Haz tu propio viaje alquímico

En estas páginas que acabamos de recorrer juntos he querido contagiarte mi interés y pasión por la alquimia. Pero te confieso que mientras escribía he temido una y otra vez, como les pasaba a los alquimistas, que mi recorrido a vuelapluma por esta hermosa disciplina milenaria no hiciera justicia a su profundidad, a su poesía. Y es que la alquimia intenta reflejar, a través de sus imágenes, de sus experimentos concretos y sensoriales, y de su lenguaje metafórico —al que en la Edad Media llamaban «el lenguaje de los pájaros»— la inmensa complejidad de nuestra mente humana. Intentar resumir este legado milenario en unas pocas páginas resulta imposible, lo sé.
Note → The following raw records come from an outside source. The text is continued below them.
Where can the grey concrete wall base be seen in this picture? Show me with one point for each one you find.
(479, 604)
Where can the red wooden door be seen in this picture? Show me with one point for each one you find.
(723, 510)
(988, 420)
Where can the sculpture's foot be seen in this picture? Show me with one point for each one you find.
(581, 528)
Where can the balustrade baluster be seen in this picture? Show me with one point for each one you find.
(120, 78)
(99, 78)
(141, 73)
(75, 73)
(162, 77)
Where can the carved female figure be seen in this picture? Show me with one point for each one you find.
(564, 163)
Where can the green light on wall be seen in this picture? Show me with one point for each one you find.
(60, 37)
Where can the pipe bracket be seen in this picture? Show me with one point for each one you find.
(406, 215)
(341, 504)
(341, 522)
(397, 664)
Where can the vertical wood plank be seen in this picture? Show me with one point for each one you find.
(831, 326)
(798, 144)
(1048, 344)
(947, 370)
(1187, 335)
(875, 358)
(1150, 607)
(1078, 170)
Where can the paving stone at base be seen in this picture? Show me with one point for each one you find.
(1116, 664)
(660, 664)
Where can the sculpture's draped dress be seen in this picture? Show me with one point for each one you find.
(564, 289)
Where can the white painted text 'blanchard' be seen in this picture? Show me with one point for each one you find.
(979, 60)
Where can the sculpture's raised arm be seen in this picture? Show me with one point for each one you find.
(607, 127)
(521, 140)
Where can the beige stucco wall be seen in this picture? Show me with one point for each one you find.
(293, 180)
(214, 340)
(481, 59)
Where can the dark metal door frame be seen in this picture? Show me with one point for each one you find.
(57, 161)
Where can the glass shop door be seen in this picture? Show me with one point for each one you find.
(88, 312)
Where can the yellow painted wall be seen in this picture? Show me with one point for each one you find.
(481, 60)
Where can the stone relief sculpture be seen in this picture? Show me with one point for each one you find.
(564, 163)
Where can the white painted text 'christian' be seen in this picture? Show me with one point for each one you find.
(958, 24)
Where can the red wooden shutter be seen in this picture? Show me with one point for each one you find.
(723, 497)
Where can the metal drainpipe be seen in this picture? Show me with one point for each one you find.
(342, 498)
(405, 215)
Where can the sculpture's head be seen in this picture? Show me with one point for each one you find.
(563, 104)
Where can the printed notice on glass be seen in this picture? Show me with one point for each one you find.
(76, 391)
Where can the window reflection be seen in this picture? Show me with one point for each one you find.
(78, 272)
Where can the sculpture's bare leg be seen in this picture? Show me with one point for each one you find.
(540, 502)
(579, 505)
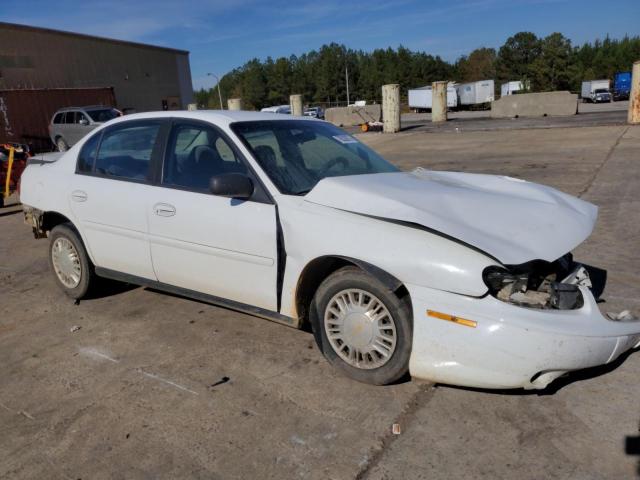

Lo que sí espero haber conseguido es convencerte de que, como los alquimistas, podemos explorar nuestra mente, recorrerla, aligerarla de muchos miedos y descubrir sus muchos talentos. Espero que la alquimia te recuerde que dentro de ti encierras un laboratorio misterioso donde hay oro escondido.

Claro que hay muchas maneras de hacer viajes alquímicos, y no todos pasan por el laboratorio del alquimista. ¡Ese es solo uno de los muchos viajes interiores que puedes emprender! Para descubrirse no hace falta irse lejos, aunque viajar físicamente —pisar la tierra, cansarse, luego tumbarse a dormir la siesta o disfrutar de un momento de sombra en un bosque umbrío después de cruzar un campo quemado y yermo, encontrar una fuente y saciar la sed— es un reflejo físico y palpable de nuestros retos, dificultades y alegrías internas. Por eso resultan tan atractivos los peregrinajes, esos recorridos que nos permiten plasmar en un viaje físico nuestro viaje mental, emocional o espiritual, según las creencias y los anhelos de cada persona. Ser peregrino físico o mental también es ser alquimista: un ser curioso, ávido de comprender y de comprenderse a sí mismo, abierto a la vida, a cada encuentro, a las señales de cambio, a lo inesperado, a un viaje de exploración interior, a la aventura de vivir.